天体観測
僕が副部長になってからも、天体観測と称したサバイバルゲームをやることになった。
ただ、夜中に墓地に集まって、朝まで一緒にいるということで、さすがに後輩の女子たちを連れていく訳にもいかない。
部長と相談して、保護者の許可を取れた希望者のみ任意参加という形で部員に募集をかけた。
そして当日、予想に反して後輩女子たちは4人全員が参加して驚いた。
ところが、墓地の展望台に到着して、みんなで雑望遠鏡の準備をしている最中に、後輩女子のうちの1人が、保護者の許可を取らずに参加したことが判明した。
まだ未成年である以上、さすがにそれはまずいと思って、送るから帰るように促したのだが、本人は大丈夫と言い張って帰ろうとしなかった。
後輩女子の他の3人は、どうやらそのことを知っていたらしく、その子を擁護して参加させてほしいと懇願する。
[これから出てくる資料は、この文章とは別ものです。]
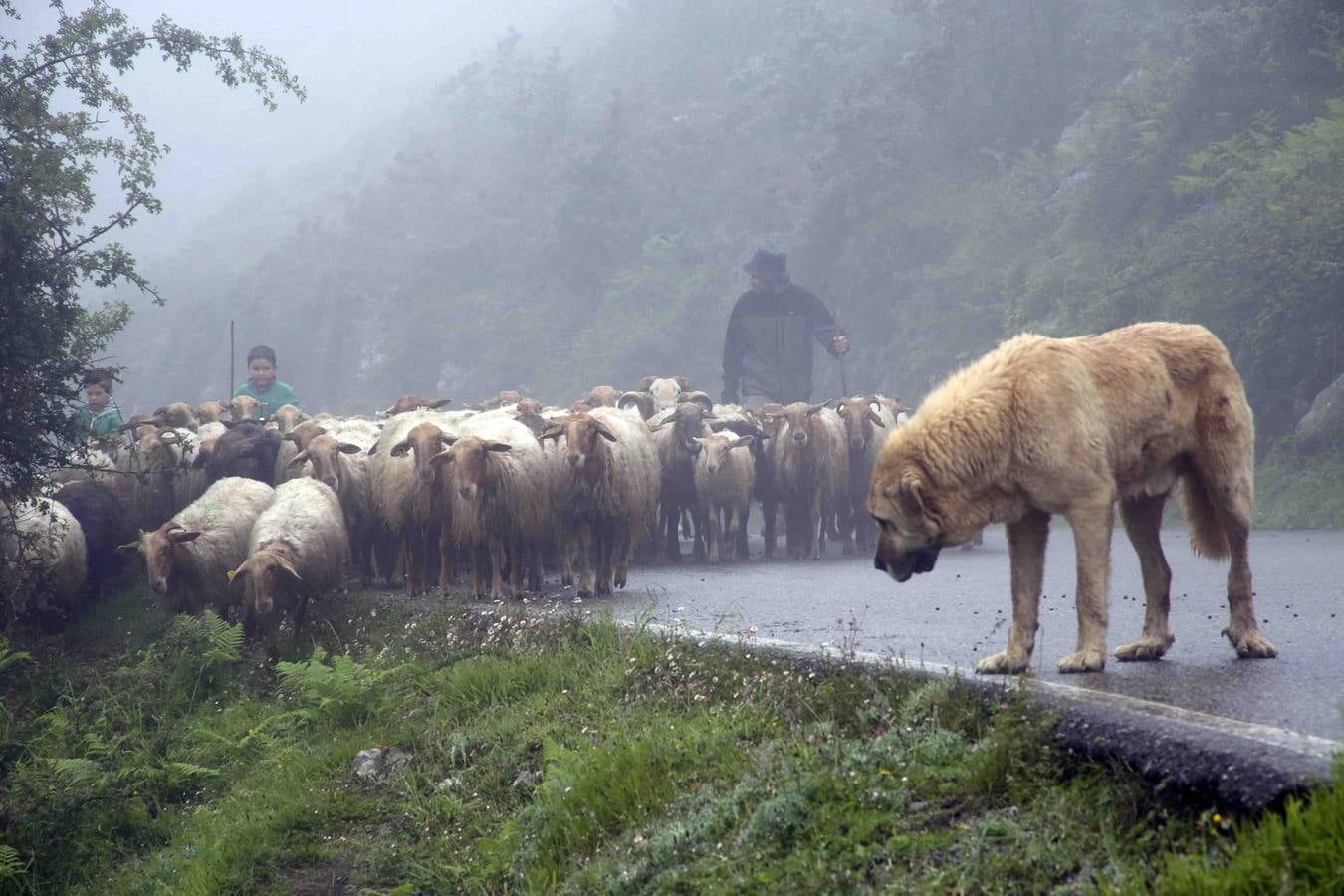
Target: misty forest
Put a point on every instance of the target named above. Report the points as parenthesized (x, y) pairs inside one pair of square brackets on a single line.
[(941, 173), (268, 660)]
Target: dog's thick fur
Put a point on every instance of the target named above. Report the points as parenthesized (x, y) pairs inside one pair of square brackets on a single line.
[(1043, 426)]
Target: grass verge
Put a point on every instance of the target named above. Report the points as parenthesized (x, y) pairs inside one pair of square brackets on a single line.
[(552, 754)]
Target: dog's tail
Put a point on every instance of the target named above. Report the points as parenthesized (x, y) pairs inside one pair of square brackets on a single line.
[(1207, 537)]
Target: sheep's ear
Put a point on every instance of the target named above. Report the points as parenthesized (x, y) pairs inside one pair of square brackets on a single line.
[(909, 495), (288, 567)]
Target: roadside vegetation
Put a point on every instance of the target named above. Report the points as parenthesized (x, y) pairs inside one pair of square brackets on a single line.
[(550, 753), (1296, 492)]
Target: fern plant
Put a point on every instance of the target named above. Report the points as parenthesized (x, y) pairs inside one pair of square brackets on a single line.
[(341, 691)]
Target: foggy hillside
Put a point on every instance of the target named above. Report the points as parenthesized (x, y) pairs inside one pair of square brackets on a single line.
[(575, 211)]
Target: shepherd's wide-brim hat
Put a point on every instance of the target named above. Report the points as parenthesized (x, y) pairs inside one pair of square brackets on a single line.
[(768, 266)]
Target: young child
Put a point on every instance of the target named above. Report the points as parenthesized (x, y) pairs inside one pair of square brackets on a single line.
[(262, 384), (100, 415)]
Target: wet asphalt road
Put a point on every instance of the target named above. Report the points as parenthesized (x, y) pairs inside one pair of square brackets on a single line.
[(959, 612)]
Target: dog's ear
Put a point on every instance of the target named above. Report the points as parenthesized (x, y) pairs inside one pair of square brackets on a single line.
[(907, 492)]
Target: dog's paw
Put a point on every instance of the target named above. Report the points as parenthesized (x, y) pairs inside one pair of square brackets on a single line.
[(1250, 645), (1082, 661), (1144, 649), (1003, 664)]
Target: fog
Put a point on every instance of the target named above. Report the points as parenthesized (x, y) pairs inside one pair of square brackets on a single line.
[(360, 64), (575, 210)]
しかし、保護者の許可を取っていない以上、参加させるのは難しい。
帰そうとする部長と僕、それを引きとどめようとする後輩女子たち。
そのやりとりが1時間ほど続いた頃に、展望台の下に1台の車がやってきた。
乗っていたのは、黙って参加しようとしてきた後輩女子の兄とお父さんだった。
兄の方は、僕のクラスメイトだったが、そこまで親しくはない間柄だった。
どうやら、両親には内緒にしていたが、兄には行き先を伝えていたらしく、仕事から帰ったお父さんがそれを聞いて迎えにきたということだった。
お父さんはかなり怒っていて、高校生が引率の先生もなしに夜中に男女で集まるというのはおかしい。
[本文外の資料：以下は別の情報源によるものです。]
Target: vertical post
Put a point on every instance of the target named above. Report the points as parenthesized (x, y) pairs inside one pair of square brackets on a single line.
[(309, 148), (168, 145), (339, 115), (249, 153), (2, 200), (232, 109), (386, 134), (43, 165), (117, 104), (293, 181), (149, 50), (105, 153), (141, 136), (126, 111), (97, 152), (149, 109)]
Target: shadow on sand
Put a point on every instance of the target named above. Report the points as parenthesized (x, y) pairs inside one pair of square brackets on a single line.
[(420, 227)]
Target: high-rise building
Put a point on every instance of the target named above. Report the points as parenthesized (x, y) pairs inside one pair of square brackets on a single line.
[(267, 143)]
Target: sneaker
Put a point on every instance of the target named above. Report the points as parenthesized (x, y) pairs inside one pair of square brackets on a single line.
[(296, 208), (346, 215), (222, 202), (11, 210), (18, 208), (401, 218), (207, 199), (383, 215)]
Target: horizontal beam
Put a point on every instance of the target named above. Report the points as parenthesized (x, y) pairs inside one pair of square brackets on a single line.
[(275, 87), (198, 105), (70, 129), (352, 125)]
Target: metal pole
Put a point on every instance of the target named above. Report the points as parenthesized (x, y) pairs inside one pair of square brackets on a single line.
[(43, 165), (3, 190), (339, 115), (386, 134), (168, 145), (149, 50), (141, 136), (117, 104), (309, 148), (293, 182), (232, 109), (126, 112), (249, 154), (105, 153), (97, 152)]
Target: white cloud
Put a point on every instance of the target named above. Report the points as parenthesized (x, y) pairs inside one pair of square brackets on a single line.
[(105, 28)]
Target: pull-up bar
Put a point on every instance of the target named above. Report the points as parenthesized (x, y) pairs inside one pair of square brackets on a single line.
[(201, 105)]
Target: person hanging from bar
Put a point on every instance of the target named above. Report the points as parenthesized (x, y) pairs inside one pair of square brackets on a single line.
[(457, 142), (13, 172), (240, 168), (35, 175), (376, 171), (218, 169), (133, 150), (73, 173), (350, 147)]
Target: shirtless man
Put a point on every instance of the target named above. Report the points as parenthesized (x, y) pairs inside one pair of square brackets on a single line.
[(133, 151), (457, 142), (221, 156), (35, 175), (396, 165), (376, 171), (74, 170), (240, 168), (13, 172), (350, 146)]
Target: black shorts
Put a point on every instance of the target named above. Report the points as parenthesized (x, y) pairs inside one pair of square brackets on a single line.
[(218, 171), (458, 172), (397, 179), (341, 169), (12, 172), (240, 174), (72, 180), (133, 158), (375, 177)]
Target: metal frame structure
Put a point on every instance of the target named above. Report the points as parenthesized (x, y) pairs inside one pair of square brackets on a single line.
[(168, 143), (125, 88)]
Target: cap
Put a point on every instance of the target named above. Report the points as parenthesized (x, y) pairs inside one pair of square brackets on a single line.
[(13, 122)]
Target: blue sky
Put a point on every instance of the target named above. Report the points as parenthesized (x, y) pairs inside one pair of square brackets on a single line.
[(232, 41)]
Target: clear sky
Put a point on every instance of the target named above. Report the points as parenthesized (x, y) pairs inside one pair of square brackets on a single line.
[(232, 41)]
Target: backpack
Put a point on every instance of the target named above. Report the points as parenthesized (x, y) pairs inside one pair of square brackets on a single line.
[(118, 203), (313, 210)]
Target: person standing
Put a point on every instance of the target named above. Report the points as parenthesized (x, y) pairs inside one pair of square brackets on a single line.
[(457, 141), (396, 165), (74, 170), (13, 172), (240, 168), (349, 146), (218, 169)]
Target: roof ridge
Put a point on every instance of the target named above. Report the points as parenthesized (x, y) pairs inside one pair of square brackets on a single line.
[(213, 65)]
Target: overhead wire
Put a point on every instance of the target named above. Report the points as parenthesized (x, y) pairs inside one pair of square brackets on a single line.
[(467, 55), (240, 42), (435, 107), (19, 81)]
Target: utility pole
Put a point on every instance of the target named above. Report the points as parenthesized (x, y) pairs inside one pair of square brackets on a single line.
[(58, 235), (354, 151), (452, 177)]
娘は連れて帰るし、他の女子たちも希望するなら一緒に連れて帰ると言われた。
天体観測といいつつ、実際にやっているのはサバイバルゲームである。
歴代続いている部の活動であるとは言え、顧問の先生も知らない活動。
後輩女子たちを連れて帰るというのは、大人としては正しい判断で、うしろめたさもあってそれに抗弁することはできなかった。
しかし、他の後輩女子たちは、保護者の許可を取ってきているからと、お父さんの申し出を断った。
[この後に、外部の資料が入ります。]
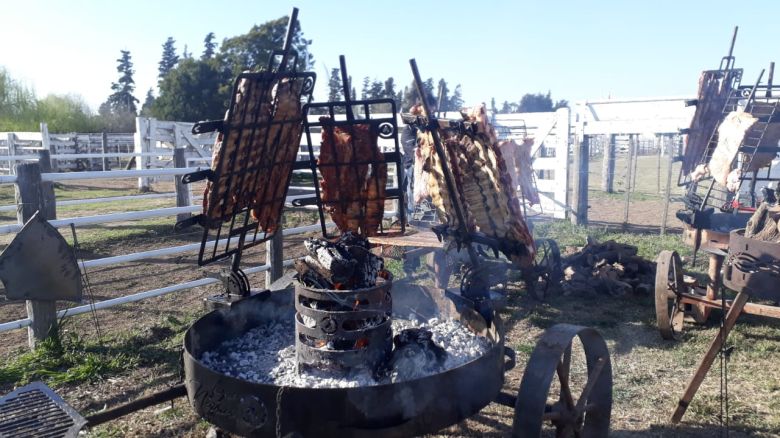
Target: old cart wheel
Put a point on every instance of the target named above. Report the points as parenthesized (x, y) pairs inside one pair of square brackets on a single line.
[(585, 416), (546, 270), (669, 285)]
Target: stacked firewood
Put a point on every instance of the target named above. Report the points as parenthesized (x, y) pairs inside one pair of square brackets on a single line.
[(608, 268), (344, 264)]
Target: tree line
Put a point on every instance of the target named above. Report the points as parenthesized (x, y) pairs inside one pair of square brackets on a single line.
[(198, 87)]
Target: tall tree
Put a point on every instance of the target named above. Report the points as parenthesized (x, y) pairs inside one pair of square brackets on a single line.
[(456, 101), (252, 50), (169, 58), (209, 46), (443, 95), (193, 91), (118, 111), (146, 108)]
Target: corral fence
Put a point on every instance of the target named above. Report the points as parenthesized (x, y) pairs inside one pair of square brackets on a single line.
[(163, 149)]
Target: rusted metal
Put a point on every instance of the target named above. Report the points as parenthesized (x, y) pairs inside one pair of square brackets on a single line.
[(589, 415), (754, 267), (343, 328)]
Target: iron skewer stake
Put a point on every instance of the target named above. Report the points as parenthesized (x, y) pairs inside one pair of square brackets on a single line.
[(709, 356)]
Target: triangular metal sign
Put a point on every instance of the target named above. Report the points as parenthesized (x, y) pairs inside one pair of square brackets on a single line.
[(39, 264)]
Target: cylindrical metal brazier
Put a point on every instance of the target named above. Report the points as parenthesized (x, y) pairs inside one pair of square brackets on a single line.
[(343, 329)]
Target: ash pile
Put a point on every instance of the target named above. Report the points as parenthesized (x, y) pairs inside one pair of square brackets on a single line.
[(608, 268)]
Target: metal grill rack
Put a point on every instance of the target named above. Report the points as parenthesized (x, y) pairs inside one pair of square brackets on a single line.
[(348, 115), (34, 410), (761, 102), (259, 140)]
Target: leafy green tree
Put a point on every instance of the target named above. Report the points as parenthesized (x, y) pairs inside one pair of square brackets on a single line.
[(193, 91), (535, 103), (252, 50), (169, 58), (209, 46), (455, 102)]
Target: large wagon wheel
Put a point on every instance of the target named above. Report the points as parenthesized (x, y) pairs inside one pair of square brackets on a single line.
[(586, 416), (546, 269), (669, 285)]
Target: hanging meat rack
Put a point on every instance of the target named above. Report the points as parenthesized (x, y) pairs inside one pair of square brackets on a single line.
[(249, 178), (380, 116)]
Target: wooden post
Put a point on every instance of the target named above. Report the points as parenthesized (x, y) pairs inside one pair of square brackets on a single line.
[(629, 175), (48, 202), (183, 198), (142, 144), (608, 165), (11, 152), (668, 190), (28, 191), (274, 255), (46, 145), (103, 147), (581, 154)]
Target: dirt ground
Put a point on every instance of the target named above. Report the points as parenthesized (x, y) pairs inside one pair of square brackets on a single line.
[(649, 374)]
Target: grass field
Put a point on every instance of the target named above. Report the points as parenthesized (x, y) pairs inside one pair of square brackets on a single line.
[(140, 344)]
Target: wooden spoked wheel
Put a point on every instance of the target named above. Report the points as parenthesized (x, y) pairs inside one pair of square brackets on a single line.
[(546, 269), (547, 392), (669, 286)]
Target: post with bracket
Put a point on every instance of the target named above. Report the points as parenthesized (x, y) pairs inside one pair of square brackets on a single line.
[(274, 256), (183, 194), (581, 154), (28, 192)]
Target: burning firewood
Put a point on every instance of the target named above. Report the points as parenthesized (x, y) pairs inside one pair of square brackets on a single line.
[(344, 264), (610, 268)]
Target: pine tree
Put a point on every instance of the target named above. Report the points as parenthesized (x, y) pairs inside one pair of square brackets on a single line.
[(122, 99), (455, 102), (169, 58), (209, 46), (146, 108), (365, 90)]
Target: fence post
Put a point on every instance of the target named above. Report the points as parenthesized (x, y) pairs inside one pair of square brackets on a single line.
[(47, 146), (141, 142), (608, 165), (43, 314), (668, 191), (274, 257), (103, 147), (581, 154), (629, 176), (182, 190), (11, 152), (48, 202)]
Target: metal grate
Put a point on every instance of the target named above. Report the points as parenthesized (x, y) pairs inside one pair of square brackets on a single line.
[(377, 117), (35, 410)]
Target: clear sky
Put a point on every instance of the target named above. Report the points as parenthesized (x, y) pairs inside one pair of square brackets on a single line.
[(576, 49)]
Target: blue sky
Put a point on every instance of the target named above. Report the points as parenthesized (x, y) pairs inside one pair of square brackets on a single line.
[(577, 49)]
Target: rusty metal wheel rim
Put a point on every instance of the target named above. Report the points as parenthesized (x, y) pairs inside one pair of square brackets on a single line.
[(588, 415), (669, 287)]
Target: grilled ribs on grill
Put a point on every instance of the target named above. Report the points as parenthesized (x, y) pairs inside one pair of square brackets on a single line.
[(354, 176), (483, 185), (248, 166)]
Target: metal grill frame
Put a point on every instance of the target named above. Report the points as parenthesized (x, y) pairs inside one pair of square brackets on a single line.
[(386, 127), (77, 422)]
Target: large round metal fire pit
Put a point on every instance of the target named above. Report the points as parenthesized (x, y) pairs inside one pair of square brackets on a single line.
[(405, 408)]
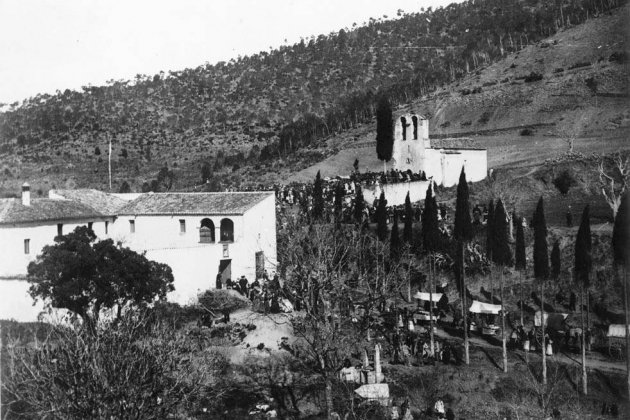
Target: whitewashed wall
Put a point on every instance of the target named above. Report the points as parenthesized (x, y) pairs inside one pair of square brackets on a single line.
[(395, 194), (13, 260)]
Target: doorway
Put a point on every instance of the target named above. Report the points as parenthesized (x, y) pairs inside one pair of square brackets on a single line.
[(225, 270)]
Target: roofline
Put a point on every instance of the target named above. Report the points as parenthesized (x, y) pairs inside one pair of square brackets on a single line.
[(64, 219)]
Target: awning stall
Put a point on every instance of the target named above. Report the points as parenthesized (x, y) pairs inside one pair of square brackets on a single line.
[(617, 330), (425, 296), (484, 308), (552, 320)]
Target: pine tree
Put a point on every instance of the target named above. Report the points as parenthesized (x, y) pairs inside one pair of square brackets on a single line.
[(381, 218), (582, 274), (541, 269), (394, 244), (621, 254), (384, 130), (408, 230), (318, 197), (359, 204), (462, 232), (502, 257), (520, 262)]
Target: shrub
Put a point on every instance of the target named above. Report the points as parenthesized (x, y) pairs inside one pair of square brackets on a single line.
[(533, 77), (133, 368), (564, 182)]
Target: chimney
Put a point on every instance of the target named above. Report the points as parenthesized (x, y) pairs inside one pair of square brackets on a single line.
[(26, 194)]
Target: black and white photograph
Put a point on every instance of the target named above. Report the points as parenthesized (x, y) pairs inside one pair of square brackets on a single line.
[(314, 209)]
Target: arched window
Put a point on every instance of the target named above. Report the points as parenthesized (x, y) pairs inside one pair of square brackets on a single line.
[(227, 230), (414, 120), (403, 122), (206, 231)]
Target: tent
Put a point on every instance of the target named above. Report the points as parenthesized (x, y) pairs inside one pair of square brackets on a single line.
[(552, 320), (377, 392), (484, 308), (616, 330), (425, 296)]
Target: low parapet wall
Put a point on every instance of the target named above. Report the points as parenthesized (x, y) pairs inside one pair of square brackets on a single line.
[(395, 193)]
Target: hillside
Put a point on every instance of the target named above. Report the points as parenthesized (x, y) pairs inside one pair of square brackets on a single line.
[(257, 109), (524, 124)]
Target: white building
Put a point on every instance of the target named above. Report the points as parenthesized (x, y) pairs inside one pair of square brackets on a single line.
[(199, 235), (412, 151)]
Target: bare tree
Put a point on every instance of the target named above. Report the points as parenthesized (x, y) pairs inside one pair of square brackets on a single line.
[(614, 178)]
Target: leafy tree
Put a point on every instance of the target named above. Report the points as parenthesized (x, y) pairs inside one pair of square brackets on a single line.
[(164, 180), (381, 217), (384, 130), (502, 257), (408, 229), (582, 274), (520, 261), (206, 172), (462, 232), (621, 255), (318, 198), (124, 188), (85, 276), (394, 244), (359, 204), (541, 268)]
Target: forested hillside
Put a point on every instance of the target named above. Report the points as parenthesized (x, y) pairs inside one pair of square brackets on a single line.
[(269, 104)]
結局、許可をとっていなかったその女子だけが、泣きながら連れて帰られた。
去り際、後輩女子の兄から一言、「お前も大変だなぁと」と言われたのが精神的に少し堪えた。
車を見送った後、しばらくは雑談もできなかった。
僕は大人とのやりとりの間、緊張していたこともあって精神的に疲れていて、みんなから少し離れた場所に座って呆けていた。
そこにそっと近づいてきたのが彼女だった。
「先輩、大丈夫ですか?」
彼女もこのやりとりでかなり緊張していたと思うのだが、僕を気遣ってわざわざ声をかけてくれた。
それほどまでに僕が落ち込んでいるように見えたのかもしれない。
その後、彼女が他の部員に聞こえないような小声で
「他の先輩には内緒ですよ。」
と切り出して聞かされたのは、どうやら連れ帰られた女子は、僕の友人の1人に好意を抱いていたそうで、この天体観測が楽しみだったのだそう。
それができないとわかって、泣いていたのではないかということであった。
そんな事情があったのかと思ったものの、そんなことで泣くほどなのかなぁという疑問が浮かんできて、そのまま彼女に問いかけてみた。
彼女の天真爛漫な性格を考えれば、おそらくそんなことで泣いたりはしないだろうと予想していたのだが、返ってきた答えにドキッとさせられた。
「そんなもんですよ。私だって、先輩と天体観測できなかったら、泣くと思いますもん。」
「先輩たちと」ではなく、「先輩と」と言われたことで、僕個人をさしているのかと思ってしまったのである。
おそらく僕の思い違いだと思って、
「たしかにみんなで天体観測できないと、悲しくなるかもしれないな。」
と答えたら、彼女が少しがっかりしたような、あきらめのような表情を浮かべた。
そして一言、
「先輩って、鈍感って言われません?」
と言われてしまった。
「鈍感って、何が?」
ドキドキしながら、聞き返してみたのだが、彼女は立ち上がって、
「教えてあげませんよー。」
と言いながら、他の後輩女子たちの方へと戻ってしまった。
そんなやりとりで、彼女は僕に好意を持ってくれているのかもと勘違いしそうになる。
しかし、成績が良いわけでもなく、運動ができるわけでもない、何の取り柄もない僕に彼女が魅力を感じたり、好意を持つ理由など思い当たらない。
ただ、彼女に対する僕の気持ちだけは、ますます大きくなっていった。